Chapter 721
[←712]
Our best modern novelists, although they are neither Theosophists nor Spiritualists, nevertheless begin to have very psychological and suggestively Occult dreams; witness Mr. Robert Louis Stevenson and his Strange Case of Dr. Jekyll and Mr. Hyde, than which no grander psychological essay on Occult lines exists. Has the rising novelist Mr. Rider Haggard also had a prophetic, or rather a retrospective, clairvoyant dream before he wrote She? His imperial Kor, the great city of the dead, whose surviving inhabitants sailed northwards after the plague had killed almost a whole nation, seems, in its general outlines, to step out from the imperishable pages of the old archaic records. Ayesha suggests “that those men who sailed north may have been the fathers of the first Egyptians”; and then seems to attempt a synopsis of certain letters of a Master quoted in Esoteric Buddhism, for, she says: “Time after time have nations, ay, and rich and strong nations, learned in the arts, been, and passed away, and been forgotten, so that no memory of them remains. This [the nation of Kor] is but one of several; for time eats up the work of man unless, indeed, he digs in caves like the people of Kor, and then mayhap the sea swallows them, or the earthquake shakes them in.... Yet were not these people utterly destroyed, as I think. Some few remained in the other cities, for their cities were many. But the barbarians ... came down upon them, and took their women to wife, and the race of the Amahagger that is now is a bastard brood of the mighty sons of Kor, and behold it dwelleth in the tombs with its fathers’ bones” (pp. 180, 181).

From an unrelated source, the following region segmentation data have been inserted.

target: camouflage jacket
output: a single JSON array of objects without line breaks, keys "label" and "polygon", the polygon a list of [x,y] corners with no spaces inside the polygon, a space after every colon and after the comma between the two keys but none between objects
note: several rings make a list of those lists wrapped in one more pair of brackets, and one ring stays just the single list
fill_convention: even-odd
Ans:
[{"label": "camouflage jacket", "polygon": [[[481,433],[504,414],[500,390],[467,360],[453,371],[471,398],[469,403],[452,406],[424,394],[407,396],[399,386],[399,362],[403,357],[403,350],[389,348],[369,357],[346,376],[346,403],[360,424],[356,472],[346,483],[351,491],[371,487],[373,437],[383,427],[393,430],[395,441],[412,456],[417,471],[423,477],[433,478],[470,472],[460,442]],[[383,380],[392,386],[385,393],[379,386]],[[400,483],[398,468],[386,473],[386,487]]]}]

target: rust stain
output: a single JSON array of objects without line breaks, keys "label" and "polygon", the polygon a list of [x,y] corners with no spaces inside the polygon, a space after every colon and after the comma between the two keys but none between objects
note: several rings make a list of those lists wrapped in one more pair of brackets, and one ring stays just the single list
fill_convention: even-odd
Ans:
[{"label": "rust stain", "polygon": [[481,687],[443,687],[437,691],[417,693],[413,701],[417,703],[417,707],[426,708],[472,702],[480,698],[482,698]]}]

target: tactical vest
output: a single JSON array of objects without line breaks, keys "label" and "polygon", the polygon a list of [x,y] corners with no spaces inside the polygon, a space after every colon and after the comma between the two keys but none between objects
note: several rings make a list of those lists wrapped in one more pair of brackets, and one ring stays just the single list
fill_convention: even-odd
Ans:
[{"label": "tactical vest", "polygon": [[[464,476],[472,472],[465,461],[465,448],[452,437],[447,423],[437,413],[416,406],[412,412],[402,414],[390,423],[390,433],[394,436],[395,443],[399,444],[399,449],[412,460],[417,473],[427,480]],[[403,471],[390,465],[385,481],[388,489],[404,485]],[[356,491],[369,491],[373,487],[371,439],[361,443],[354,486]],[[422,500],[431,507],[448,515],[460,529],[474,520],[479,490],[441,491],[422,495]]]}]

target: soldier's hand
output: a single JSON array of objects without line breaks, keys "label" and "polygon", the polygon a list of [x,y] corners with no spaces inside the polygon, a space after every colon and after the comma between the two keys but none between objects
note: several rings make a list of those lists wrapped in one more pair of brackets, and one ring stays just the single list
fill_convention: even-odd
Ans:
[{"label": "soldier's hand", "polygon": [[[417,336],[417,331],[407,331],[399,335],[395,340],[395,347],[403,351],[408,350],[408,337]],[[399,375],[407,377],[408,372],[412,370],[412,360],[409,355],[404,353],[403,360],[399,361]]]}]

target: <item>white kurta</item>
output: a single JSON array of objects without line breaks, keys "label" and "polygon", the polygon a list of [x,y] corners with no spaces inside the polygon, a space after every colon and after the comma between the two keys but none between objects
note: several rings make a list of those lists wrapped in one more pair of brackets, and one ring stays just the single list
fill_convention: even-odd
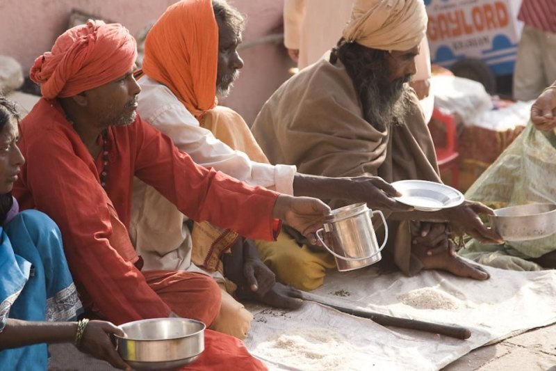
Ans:
[{"label": "white kurta", "polygon": [[[285,0],[284,3],[284,43],[288,49],[299,49],[297,67],[301,70],[318,61],[334,47],[350,20],[353,0]],[[430,78],[430,53],[426,38],[415,60],[416,81]],[[421,100],[428,123],[432,116],[434,98]]]}]

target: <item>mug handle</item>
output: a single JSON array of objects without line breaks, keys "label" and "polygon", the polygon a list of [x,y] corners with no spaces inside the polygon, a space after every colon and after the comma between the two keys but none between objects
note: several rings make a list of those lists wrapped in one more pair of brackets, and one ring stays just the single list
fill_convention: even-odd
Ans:
[{"label": "mug handle", "polygon": [[382,219],[382,225],[384,226],[384,241],[382,242],[382,244],[380,246],[380,248],[378,249],[378,251],[370,255],[369,258],[370,258],[371,256],[375,256],[380,251],[382,251],[384,248],[384,247],[386,247],[386,242],[388,242],[388,224],[386,224],[386,218],[384,218],[384,214],[382,214],[382,211],[376,210],[371,212],[371,219],[373,218],[373,216],[375,216],[375,214],[380,214],[380,219]]}]

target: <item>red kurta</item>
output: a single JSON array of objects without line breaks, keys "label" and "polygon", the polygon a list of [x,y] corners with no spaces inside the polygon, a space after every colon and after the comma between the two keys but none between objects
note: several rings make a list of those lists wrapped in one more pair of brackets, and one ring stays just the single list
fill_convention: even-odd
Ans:
[{"label": "red kurta", "polygon": [[253,239],[272,239],[277,233],[271,214],[277,194],[197,165],[138,117],[131,125],[108,129],[106,193],[99,179],[102,154],[93,160],[57,101],[41,99],[20,131],[27,162],[14,195],[22,208],[38,209],[56,222],[83,304],[115,323],[170,311],[126,256],[126,234],[113,235],[117,228],[111,222],[110,204],[127,228],[133,175],[194,220]]}]

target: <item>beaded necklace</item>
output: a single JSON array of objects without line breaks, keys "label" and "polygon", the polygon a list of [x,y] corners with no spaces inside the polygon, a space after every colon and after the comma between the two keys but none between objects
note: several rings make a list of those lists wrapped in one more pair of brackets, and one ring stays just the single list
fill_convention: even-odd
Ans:
[{"label": "beaded necklace", "polygon": [[108,171],[108,129],[102,131],[102,172],[100,173],[100,185],[102,188],[106,187],[106,175]]}]

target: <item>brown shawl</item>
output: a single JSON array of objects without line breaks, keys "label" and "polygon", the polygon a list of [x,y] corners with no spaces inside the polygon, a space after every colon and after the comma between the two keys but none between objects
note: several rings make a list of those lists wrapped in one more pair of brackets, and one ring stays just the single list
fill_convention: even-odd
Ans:
[{"label": "brown shawl", "polygon": [[[252,130],[271,163],[296,165],[300,173],[379,175],[391,182],[441,182],[430,133],[417,97],[410,95],[404,124],[379,132],[363,118],[361,104],[341,62],[331,64],[327,54],[272,95]],[[408,274],[422,267],[411,258],[410,226],[409,222],[389,221],[389,249]]]}]

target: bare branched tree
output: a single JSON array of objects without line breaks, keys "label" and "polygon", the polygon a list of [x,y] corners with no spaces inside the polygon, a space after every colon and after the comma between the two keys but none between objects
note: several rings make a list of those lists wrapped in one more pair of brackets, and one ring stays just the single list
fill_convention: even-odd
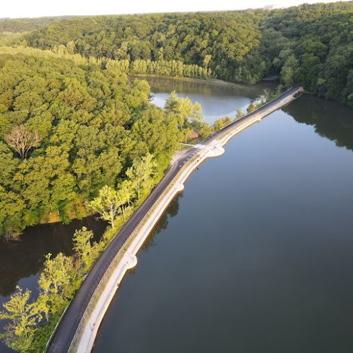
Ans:
[{"label": "bare branched tree", "polygon": [[38,131],[30,131],[24,125],[15,126],[5,136],[8,145],[19,152],[22,160],[32,148],[39,145],[41,140]]}]

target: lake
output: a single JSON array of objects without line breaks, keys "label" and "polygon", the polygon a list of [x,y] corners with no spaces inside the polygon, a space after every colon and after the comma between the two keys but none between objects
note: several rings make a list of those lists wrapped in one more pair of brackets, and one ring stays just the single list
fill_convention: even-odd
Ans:
[{"label": "lake", "polygon": [[[152,83],[157,104],[175,90],[209,121],[260,88]],[[140,252],[94,352],[350,352],[352,113],[303,95],[204,163]]]}]

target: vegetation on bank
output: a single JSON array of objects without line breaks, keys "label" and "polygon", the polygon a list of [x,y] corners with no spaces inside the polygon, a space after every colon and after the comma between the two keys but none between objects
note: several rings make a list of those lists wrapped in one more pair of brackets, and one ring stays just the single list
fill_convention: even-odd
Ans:
[{"label": "vegetation on bank", "polygon": [[148,83],[129,81],[113,61],[102,69],[79,55],[16,50],[0,52],[0,233],[8,238],[50,214],[79,217],[148,154],[155,183],[202,124],[199,104],[174,94],[165,110],[157,108]]},{"label": "vegetation on bank", "polygon": [[127,61],[141,74],[180,77],[176,66],[185,64],[197,66],[183,69],[188,77],[212,72],[249,83],[278,75],[285,87],[298,83],[353,106],[352,17],[353,2],[345,1],[270,11],[58,19],[12,44]]}]

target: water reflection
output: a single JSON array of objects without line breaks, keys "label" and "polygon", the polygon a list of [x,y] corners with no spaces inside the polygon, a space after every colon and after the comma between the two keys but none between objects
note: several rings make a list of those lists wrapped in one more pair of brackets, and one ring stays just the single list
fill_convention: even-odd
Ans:
[{"label": "water reflection", "polygon": [[141,251],[148,252],[150,248],[153,248],[157,245],[157,236],[162,230],[167,229],[168,226],[168,219],[174,217],[178,214],[179,210],[179,200],[183,197],[183,194],[179,194],[170,203],[167,211],[163,214],[158,221],[156,227],[154,228],[145,243],[141,248]]},{"label": "water reflection", "polygon": [[235,117],[236,110],[245,112],[250,101],[263,93],[265,88],[274,88],[273,83],[244,85],[216,81],[181,81],[170,79],[149,79],[152,93],[152,102],[163,108],[170,92],[174,90],[181,97],[188,97],[199,102],[205,121],[213,123],[223,117]]},{"label": "water reflection", "polygon": [[353,110],[308,94],[283,110],[298,123],[314,126],[315,132],[334,141],[337,147],[353,150]]},{"label": "water reflection", "polygon": [[[30,227],[19,241],[0,242],[0,303],[12,294],[21,279],[31,277],[43,266],[44,256],[72,253],[72,234],[85,225],[98,239],[106,227],[94,217],[74,220],[70,224],[45,224]],[[31,277],[32,278],[32,277]],[[37,277],[34,277],[37,278]],[[37,281],[26,281],[26,288],[35,290]]]}]

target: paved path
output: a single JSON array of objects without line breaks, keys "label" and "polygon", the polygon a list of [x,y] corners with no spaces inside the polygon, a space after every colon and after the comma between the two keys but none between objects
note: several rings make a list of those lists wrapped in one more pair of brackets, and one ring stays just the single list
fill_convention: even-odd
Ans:
[{"label": "paved path", "polygon": [[[210,152],[211,154],[208,157],[211,157],[212,149],[214,149],[216,147],[221,148],[221,143],[222,145],[224,145],[239,131],[243,130],[250,125],[261,120],[266,115],[290,103],[293,99],[293,96],[302,91],[301,88],[294,88],[289,90],[257,110],[244,116],[215,132],[202,141],[202,143],[199,143],[195,148],[187,151],[186,153],[183,154],[179,160],[170,166],[162,180],[154,188],[150,196],[137,210],[132,217],[126,222],[118,234],[113,239],[88,274],[77,294],[65,312],[50,343],[47,352],[49,353],[66,353],[68,352],[90,300],[111,261],[123,247],[130,234],[140,223],[143,216],[168,187],[172,180],[183,168],[188,161],[196,154],[200,156],[199,159],[200,161],[205,158]],[[221,142],[219,142],[220,141]],[[217,154],[215,153],[214,155],[217,155]]]}]

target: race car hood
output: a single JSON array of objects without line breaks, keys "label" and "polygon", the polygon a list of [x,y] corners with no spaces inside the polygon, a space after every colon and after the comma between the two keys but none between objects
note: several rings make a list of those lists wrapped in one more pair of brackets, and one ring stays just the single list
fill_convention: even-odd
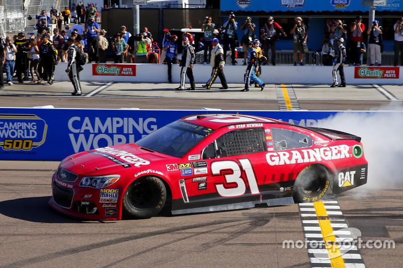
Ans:
[{"label": "race car hood", "polygon": [[112,172],[117,168],[147,167],[152,163],[170,158],[172,157],[129,144],[74,154],[65,159],[60,167],[78,174],[89,172],[105,174],[106,170]]}]

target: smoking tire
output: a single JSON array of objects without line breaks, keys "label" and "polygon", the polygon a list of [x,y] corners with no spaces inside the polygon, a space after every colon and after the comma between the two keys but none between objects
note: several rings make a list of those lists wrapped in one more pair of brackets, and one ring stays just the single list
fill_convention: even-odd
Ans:
[{"label": "smoking tire", "polygon": [[308,203],[322,198],[329,187],[330,174],[324,166],[308,165],[301,171],[294,184],[295,203]]},{"label": "smoking tire", "polygon": [[123,198],[123,215],[131,219],[148,219],[161,211],[166,199],[166,188],[157,177],[138,178],[130,184]]}]

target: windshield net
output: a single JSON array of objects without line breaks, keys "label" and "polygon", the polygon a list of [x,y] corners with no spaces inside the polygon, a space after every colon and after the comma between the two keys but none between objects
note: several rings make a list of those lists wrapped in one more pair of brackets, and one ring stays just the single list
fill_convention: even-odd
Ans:
[{"label": "windshield net", "polygon": [[175,157],[181,157],[213,129],[187,122],[177,121],[139,140],[138,145]]}]

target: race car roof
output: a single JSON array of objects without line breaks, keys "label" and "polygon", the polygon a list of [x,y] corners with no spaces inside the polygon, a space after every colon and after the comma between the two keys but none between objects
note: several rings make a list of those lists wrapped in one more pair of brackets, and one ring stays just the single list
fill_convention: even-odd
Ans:
[{"label": "race car roof", "polygon": [[[213,129],[218,129],[226,126],[240,124],[271,123],[288,124],[287,123],[275,119],[236,114],[200,114],[187,116],[182,117],[181,120]],[[251,125],[250,126],[254,126]]]}]

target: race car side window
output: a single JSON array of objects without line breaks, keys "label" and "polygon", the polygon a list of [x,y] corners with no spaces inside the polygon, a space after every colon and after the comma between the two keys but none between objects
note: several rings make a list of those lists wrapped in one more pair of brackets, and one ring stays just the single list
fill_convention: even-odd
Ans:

Here the clever novelist seems to repeat the history of all the now degraded and down-fallen races of humanity. Geologists and Anthropologists would place at the head of humanity—as descendants of Homo Primigenius—the ape-man, of which “no fossil remains are as yet known to us,” though they “were probably akin to the Gorilla and Orang of the present day” (Hæckel). In answer to whose “probably,” Occultists point to another and a greater probability—viz., the one given in our text.